Jack, I would call Grizzly so see if they can get you one in a 12mm x 1.5 . They may have it unpublished if they make the drill press!! When I bought my wood lathe chuck, I originally bought it with a 1 1/2"-8 thread for my south Bend metal lathe ( I did not yet have a wood lathe). I called them to see if I could buy the threaded bushing for the back of it in 1"-8 and 3/4"-16 and they had them both for cheap!. I think Grizzly is the greatest thing to happen for woodworking and metal working. I know it is Chinese stuff, but so are a lot of the old name brands any more and their stuff works good for me!! Those push button stops save so much time in the shop and my friends will be happy when I bring them one too.

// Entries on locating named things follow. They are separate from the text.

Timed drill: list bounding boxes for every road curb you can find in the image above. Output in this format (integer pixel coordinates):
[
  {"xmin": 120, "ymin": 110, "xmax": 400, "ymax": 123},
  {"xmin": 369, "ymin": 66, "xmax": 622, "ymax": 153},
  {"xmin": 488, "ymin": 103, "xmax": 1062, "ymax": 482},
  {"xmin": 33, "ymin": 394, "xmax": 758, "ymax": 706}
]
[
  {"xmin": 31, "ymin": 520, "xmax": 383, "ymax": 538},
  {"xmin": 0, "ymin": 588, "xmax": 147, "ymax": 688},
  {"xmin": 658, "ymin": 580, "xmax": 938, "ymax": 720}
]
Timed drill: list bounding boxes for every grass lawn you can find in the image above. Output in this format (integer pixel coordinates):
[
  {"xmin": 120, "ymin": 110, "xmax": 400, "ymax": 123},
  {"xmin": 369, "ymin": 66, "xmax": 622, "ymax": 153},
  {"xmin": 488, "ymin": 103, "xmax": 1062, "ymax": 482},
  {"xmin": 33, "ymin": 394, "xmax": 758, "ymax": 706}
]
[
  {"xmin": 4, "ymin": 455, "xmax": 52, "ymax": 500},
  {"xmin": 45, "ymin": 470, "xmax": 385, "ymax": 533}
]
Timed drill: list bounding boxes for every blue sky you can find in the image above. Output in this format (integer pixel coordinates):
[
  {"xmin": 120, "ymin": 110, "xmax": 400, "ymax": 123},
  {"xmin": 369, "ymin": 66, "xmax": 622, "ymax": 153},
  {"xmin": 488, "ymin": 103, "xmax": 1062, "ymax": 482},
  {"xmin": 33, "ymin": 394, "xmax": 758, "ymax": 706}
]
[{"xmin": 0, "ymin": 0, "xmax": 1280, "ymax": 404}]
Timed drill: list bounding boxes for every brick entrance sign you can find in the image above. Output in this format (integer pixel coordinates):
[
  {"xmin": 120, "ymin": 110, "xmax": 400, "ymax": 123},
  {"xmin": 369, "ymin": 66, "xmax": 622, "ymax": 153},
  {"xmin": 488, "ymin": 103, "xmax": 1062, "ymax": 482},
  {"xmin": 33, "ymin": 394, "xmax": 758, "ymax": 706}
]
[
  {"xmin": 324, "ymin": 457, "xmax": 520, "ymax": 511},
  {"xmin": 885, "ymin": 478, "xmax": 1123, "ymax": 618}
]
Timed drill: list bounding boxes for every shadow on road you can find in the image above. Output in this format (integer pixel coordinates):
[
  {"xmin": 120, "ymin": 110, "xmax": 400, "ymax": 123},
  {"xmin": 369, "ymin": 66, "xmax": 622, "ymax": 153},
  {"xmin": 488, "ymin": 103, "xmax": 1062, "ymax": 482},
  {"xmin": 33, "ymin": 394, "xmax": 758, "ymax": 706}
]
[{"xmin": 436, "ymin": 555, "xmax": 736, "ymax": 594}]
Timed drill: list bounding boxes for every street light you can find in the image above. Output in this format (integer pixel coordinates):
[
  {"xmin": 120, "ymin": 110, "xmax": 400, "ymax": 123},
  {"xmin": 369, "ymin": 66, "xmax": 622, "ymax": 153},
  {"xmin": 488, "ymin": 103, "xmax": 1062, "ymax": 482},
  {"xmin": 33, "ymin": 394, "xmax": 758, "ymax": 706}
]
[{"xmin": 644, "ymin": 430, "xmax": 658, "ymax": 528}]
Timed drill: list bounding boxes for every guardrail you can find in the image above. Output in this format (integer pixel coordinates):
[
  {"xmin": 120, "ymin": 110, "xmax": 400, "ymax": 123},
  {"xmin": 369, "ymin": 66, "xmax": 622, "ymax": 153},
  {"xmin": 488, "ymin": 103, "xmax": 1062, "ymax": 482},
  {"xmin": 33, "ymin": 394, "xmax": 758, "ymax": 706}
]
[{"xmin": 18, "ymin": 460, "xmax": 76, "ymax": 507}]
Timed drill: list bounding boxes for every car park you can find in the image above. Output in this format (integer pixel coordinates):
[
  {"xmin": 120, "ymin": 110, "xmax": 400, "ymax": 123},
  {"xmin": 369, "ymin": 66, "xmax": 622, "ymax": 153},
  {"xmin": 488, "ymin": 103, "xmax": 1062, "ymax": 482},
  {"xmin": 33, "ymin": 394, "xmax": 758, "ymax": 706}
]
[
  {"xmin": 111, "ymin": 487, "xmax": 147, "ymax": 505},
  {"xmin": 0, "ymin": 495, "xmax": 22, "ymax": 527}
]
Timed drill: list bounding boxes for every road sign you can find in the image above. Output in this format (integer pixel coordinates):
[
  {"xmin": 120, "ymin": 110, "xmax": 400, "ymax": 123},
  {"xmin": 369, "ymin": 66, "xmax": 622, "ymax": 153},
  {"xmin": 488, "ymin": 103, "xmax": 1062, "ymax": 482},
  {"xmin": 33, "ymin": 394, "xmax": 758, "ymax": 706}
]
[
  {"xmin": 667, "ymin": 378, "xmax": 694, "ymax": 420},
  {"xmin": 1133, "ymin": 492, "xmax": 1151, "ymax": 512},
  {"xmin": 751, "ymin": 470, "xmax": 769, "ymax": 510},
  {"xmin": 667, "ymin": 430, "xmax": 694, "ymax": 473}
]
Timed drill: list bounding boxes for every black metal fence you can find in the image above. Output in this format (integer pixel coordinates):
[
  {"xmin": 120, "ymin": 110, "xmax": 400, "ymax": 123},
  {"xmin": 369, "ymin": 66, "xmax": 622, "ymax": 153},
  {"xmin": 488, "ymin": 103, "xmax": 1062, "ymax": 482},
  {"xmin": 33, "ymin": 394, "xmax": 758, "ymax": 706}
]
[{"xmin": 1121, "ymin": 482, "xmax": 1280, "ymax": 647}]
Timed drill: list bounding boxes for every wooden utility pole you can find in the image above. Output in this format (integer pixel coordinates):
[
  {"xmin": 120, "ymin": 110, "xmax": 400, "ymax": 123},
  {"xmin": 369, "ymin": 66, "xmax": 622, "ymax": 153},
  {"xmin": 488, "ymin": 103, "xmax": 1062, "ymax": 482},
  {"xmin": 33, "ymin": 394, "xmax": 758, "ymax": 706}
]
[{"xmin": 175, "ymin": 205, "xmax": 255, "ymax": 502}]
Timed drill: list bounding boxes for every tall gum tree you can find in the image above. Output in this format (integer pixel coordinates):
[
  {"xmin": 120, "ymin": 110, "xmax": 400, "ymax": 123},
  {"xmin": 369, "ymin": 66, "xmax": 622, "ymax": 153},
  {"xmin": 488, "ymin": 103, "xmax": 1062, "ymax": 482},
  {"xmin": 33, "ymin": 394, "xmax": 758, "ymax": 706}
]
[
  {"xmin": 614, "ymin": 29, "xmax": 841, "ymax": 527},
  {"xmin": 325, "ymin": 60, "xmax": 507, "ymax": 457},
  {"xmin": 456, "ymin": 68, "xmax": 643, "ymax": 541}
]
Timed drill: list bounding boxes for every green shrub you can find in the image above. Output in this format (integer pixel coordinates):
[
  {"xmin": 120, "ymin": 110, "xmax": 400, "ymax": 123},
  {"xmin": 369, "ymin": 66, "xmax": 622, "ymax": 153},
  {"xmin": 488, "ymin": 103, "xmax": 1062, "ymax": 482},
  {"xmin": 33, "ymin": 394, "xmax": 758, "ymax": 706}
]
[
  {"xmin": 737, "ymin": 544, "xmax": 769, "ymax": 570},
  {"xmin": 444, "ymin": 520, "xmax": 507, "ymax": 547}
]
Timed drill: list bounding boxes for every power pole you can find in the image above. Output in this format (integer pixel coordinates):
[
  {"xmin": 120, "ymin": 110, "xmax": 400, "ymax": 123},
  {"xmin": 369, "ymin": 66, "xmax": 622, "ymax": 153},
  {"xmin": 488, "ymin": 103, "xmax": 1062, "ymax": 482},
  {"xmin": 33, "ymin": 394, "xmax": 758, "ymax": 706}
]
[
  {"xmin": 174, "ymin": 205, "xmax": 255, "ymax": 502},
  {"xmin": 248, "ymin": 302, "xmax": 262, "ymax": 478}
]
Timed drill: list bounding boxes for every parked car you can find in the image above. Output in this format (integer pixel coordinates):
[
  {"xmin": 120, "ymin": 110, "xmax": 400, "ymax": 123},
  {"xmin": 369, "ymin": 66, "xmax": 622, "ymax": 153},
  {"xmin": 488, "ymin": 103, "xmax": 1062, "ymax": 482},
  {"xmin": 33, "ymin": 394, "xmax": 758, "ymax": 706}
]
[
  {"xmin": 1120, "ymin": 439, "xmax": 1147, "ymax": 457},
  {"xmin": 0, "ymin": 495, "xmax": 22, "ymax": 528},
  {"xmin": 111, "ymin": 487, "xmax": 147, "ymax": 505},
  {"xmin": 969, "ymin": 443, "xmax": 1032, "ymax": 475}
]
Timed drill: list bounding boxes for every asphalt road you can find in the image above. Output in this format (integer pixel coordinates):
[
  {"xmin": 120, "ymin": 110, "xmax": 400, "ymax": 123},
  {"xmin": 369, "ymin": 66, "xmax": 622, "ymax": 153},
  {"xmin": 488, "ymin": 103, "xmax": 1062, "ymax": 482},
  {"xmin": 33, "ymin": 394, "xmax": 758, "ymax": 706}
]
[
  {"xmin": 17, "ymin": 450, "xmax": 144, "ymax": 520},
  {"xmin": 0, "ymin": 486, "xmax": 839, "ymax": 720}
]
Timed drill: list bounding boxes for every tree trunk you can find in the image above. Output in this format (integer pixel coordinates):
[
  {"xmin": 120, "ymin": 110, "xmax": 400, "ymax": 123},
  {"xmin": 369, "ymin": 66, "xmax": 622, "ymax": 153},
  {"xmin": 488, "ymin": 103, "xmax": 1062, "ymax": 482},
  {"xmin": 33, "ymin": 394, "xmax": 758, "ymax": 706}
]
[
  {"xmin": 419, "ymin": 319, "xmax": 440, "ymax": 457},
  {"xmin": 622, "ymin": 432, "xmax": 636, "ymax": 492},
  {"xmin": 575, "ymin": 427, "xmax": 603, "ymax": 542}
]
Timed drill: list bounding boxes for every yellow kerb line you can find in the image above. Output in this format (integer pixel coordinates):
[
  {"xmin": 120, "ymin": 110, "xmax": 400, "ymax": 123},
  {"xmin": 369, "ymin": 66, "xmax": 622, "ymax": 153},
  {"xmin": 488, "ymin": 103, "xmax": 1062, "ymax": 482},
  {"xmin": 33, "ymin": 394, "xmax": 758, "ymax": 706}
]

Thank all you Lumberjocks who helped in this search and it was right there in Grizzly!!!!!!!!!!!


----------



## JackBarnhill (Mar 8, 2009)

I ended up getting the Delta push-button depth stop. It was only about $11 including shipping. I picked up a 12" piece of 1/2-13 all thread from HD and drilled out the hole in the mounting bracket. It works good so far except the button spring seems a little weak. It's easy to overpower it and cause the stop to jump a thread or two. Now I'm hunting for a stronger spring.


----------



## teejk (Jan 19, 2011)

careful with that push-button stop knob…it came standard on my Delta and it has NEVER held the threads on the depth rod from day one (which is why I found this thread! I've got Euro hinges coming to finish out some cabinet doors and thought I'd ask about solutions before the stop fails again I end up drilling through the stiles).

I liked the "dial" feature on the 16" floor model much better.


----------



## JackBarnhill (Mar 8, 2009)

I found a stiffer spring at ACE Hardware. I had to shorten the spring a bit but the stop works fine now.

I still have a Delta bench-top DP with the dial type stop. I almost ruined a raised-panel drawer front because the dial stop slipped so smoothly that I didn't notice until I was almost through the panel.


----------



## Jim Jakosh (Nov 24, 2009)

I order 3 of them from Grizzly today- 2-3/8-16 and 1- 1/2-13. I know the 3/8 does not slip because I have been using it for years and I push down on it a lot and it holds. I'll let you all know how the 1/2" one from Grizz works….Jim


----------



## Jim Jakosh (Nov 24, 2009)

Thanks, bentlyj, I got the quick collars from Grizzly today , but they goofed up and sent one 3/-16 and one 5/16 -18 (or 8mm) instead of the two 3/8-16 collars I ordered. they are the same as the one that I have been using for years.

Jack, I got one 1/2-13 collar and I tried it on a bolt and it will not slip. I even pounded on it with a wooden mallet and it held.

..................Jim


----------



## JackBarnhill (Mar 8, 2009)

Thanks for the update, Jim. If I find I still have problems with the Delta stop even after putting in a heavier spring, I'll know where to go.


----------



## Jim Jakosh (Nov 24, 2009)

Hey guys, the wrong nut I received is 8mm. If anyone needs it , it is yours for the postage to ship it to you.
I think it should go for less than $3
...............Jim


----------



## crank49 (Apr 7, 2010)

http://www.mcmaster.com/#quick-threading-nuts/=dkvqru

Go to this link and scroll down the page.

Good old McMaster Carr.

If they don't have it, you probably didn't need it.


----------



## Jim Jakosh (Nov 24, 2009)

Hi Crank. Now they are everywhere. Boy the LJ's sure help to find things..Thanks, Jim


----------



## Dusty56 (Apr 20, 2008)

Thanks for all of the links : )


----------